An indulgent trip down motherhood lane...and a little on change and identity
I realised - as I went to show a friend some photos of Yashar on the blog recently - that I am well overdue to put some more photos of Yashar on here! This is him at our new local cafe (which is fantastic by the way - if you live in the area it is definitely worth checking out - great coffee and the owner is very much into providing delicious food with good quality ingredients - Molka in Yenikoy).
One of the questions I like to ask other mothers that I meet, is whether they think it gets easier to look after their child as they grow up. The responses I get are very mixed! I'm always surprised that so many people swear that it is either just as hard or that it's getting harder.
In my own experience, I'm finding it much easier to look after Yashar these days. I think that this is for a mix of reasons, not all to do with Yashar! When I first had Yashar it was a huge time of change for me - I moved from working full time as a lawyer in Melbourne to being at home full time and when he was only 3 or 4 months old, moving to Istanbul. I was struggling with finding my direction and a new sense of my own identity.
As much as I loved being here and found it such an amazing and inspiring place to be, I did find it quite an adjustment.

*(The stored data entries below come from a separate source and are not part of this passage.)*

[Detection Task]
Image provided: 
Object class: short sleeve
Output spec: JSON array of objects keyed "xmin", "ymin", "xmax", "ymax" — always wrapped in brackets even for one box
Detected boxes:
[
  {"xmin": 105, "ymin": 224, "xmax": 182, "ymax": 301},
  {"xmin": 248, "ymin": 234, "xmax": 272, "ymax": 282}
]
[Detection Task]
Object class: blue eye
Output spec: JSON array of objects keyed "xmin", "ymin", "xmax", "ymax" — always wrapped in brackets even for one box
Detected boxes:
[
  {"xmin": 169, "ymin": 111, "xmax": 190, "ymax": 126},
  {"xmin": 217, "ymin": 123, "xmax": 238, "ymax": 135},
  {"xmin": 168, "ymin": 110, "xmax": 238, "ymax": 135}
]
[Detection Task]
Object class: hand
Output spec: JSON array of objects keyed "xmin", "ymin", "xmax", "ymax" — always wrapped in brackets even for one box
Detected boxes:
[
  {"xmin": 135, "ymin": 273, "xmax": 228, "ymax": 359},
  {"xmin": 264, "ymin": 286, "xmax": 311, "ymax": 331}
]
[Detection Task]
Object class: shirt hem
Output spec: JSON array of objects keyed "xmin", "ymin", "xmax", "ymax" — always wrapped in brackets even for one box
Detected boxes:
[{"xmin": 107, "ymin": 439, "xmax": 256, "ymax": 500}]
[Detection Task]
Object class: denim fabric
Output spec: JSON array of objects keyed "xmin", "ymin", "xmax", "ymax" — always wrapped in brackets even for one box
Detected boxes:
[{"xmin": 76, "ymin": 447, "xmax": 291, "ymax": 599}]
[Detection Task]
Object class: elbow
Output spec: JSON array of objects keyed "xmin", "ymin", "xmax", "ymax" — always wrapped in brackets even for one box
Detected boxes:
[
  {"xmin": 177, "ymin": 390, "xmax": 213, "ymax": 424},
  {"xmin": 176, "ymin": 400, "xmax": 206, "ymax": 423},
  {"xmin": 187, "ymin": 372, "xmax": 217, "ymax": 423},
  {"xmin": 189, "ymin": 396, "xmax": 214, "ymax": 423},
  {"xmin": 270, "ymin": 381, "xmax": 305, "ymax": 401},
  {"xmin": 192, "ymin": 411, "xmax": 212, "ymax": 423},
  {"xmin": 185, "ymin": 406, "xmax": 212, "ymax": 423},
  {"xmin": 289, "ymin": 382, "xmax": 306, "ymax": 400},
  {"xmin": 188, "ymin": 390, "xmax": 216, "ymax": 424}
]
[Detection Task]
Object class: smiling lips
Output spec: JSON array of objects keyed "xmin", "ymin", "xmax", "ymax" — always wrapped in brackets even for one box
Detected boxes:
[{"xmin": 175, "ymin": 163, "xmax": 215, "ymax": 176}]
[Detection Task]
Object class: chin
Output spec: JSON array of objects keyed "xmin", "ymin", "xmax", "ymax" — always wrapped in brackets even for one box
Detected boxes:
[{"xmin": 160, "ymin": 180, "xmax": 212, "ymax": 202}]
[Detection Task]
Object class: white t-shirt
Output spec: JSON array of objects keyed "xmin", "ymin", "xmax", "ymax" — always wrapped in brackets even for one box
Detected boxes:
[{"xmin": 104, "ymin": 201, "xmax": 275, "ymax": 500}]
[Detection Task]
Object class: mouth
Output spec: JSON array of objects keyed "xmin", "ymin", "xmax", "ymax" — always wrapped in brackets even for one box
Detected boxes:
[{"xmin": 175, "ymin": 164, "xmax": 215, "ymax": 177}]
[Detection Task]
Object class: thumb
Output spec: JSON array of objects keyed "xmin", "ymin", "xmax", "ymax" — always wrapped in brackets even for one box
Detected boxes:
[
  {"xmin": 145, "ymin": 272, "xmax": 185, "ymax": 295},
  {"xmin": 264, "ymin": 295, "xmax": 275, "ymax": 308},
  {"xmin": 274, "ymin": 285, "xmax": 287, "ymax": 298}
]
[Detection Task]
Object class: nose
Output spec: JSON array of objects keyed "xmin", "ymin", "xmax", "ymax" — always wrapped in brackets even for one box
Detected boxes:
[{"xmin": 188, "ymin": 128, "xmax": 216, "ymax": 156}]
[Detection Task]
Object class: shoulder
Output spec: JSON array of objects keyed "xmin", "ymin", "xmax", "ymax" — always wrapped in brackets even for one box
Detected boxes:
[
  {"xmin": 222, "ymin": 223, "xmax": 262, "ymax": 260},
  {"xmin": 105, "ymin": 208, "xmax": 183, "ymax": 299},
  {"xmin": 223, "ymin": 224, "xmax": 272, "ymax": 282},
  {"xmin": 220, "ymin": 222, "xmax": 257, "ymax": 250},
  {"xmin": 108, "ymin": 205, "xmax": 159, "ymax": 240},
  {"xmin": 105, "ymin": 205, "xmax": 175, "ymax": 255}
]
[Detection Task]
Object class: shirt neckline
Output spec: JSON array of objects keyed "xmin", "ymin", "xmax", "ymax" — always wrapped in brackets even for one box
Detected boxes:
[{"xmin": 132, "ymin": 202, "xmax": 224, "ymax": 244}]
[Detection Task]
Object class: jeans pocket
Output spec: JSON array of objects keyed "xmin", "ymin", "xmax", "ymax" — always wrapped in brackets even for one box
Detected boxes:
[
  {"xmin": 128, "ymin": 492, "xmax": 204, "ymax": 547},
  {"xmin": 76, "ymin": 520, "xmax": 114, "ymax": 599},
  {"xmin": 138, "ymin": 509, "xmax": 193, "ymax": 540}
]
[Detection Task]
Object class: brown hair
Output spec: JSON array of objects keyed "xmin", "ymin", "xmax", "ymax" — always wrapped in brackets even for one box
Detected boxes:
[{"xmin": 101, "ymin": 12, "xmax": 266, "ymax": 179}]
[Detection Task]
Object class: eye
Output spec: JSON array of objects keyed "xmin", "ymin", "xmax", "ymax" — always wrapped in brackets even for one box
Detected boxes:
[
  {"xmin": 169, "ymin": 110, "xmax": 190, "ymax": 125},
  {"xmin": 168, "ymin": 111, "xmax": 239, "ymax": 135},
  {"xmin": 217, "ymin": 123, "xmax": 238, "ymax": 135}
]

I knew only a very small amount of Turkish, I wasn't used to the cultural differences, didn't know the area and didn't have any help with Yashar for the most part as my husband's family lived quite a distance away ...too far for dropping in for a few hours to give me a little break - as much as they would have liked to. And then there was the sleepless nights, the crying... the usual exhaustion of caring for a baby I guess!
Now Yashar has grown in to this amazing little boy - smart and gentle, and by 3 year old boy standards, very well behaved! Life has changed for the better. He brings happiness and pure joy to my life everyday. From simple things, like a totally unfiltered pure grin, and the squeal he gives seeing a cat on the street, or that he just decides to make me a 'present' by wrapping up one of his toys and presenting it to me.
Wow...I had just meant to write a couple of sentences!...Thank you for indulging me. I'd love to hear what your think and about your experiences...does it get harder or easier? What does your child or children do that brings pure happiness to your life? When have you gone through times of big change in your life... what did you do to cope and how did it work out!?